What's most interesting about it is that I started it over a year ago and then lost interest in it and left it sitting in an open box in my garage for a long time. This is usually the kiss of death for a model - if the squirrels or roadrunners don't make off with some of the parts, and if it isn't so heavily colonized by black widow spiders I just throw it away, then the decals decompose in a crazed patchwork of cracks.
But when I finally got back to it, I found that not only was it still complete, but the decals even worked! They were a bit crispy and I managed to break one of them, but I was able to shove it back together and I was frankly astonished at the toughness of the Hobbycraft decals.

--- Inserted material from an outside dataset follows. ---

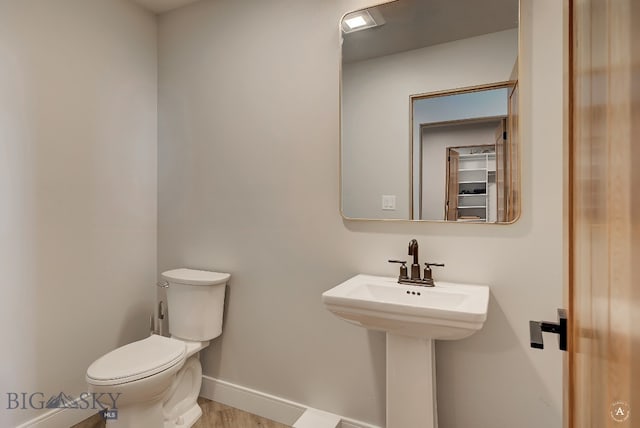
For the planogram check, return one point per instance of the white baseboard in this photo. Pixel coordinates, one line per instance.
(259, 403)
(59, 418)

As I said, biplanes aren't my bread and butter. In fact, I almost never build biplanes, though I do have a fatal weakness for the Revell Sopwith Triplane. I know going in that any biplane I build is not going to turn out too well, so I often adopt a six-footer outlook going in. No rigging, brush-painted, perfunctory interior, no particular sweat over the precise shades of paint meant to represent P.C. 10 or clear doped linen, that sort of thing. The last biplane I really sweated over was a 1/72nd scale Re-8, which turned out pretty well before it fell upside-down to the ground and came apart in a ball of stretched-sprue rigging.
So I did my Sopwith Camel as a six-footer, and it'll do. The machine guns were relatively undetailed, and the interior seemed sparse given the scale, and the decals weren't particularly crisply printed, but it came out all right, especially for having sat out in the open for a year.